CLEVELAND — A Cleveland woman is lucky to be alive today, although her luck came in the form of a state highway patrolman that just happened to be driving by at the right time.
"Yesterday’s drive home started just like any other," says Sgt. Ray Santiago of the Ohio State Highway Patrol.
Santiago was just finishing up his shift and on his way home when he saw a car on the side of the road with its hazards on. It’s not an uncommon sight, but one that state highway patrolmen, off duty or on, are trained to stop for.
"We stop out with those vehicles," Santiago told 3News. "We understand that we’re never truly off-duty and that’s a primary function of what we do. No matter what time of the day it is, going home or at the beginning of the shift, there’s an obligation to the safety of everyone using our roadways."
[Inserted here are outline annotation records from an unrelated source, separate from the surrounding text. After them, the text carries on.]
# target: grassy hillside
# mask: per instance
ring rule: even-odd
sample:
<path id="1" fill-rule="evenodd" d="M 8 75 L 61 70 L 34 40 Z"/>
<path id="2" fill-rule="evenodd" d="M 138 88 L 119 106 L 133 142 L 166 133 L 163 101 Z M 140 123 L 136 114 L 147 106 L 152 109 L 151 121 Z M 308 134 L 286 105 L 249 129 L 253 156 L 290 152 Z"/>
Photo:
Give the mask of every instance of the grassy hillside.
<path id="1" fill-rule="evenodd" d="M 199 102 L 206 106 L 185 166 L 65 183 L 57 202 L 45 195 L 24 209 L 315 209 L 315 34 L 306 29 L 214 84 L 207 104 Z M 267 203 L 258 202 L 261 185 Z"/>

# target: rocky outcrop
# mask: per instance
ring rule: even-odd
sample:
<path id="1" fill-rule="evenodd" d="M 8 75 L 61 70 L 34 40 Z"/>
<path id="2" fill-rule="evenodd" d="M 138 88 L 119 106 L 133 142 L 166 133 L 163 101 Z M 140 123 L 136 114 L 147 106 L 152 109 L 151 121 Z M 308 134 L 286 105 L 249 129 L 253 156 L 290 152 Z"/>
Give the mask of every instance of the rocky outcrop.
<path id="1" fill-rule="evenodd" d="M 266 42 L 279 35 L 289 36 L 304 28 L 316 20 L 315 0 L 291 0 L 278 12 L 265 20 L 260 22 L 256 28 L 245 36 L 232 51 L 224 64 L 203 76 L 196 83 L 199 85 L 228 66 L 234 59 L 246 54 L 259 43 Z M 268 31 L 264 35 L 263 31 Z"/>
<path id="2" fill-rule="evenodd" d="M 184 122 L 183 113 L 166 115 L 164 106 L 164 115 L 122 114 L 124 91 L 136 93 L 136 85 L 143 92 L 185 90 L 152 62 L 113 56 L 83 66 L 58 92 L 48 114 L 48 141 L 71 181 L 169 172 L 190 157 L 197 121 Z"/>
It’s a good thing that Santiago stopped. Upon approaching the vehicle, he found a 36-year-old Cleveland woman in the middle of an overdose and without assistance. There’s no telling what may have happened.
"When she came to, she actually said that she was going through some family issues and she had lost a relative due to an overdose and she was coping with that," Santiago recalled. "Now, that family doesn’t have to go through another loss due to that. It’s incidents like this where you do feel better about what you do because I don’t know what the negative outcome would have been, and we’re blessed because of that."
Santiago says he was just at the right place at the right time, but every other patrolman would have done the same thing. No matter if you’re having car trouble or something more serious, they’re trained to serve.
"We’re never off duty because that is the mission and the goal that we swore to," Santiago said. "Every traffic stop and interaction is an opportunity to impact someone’s life."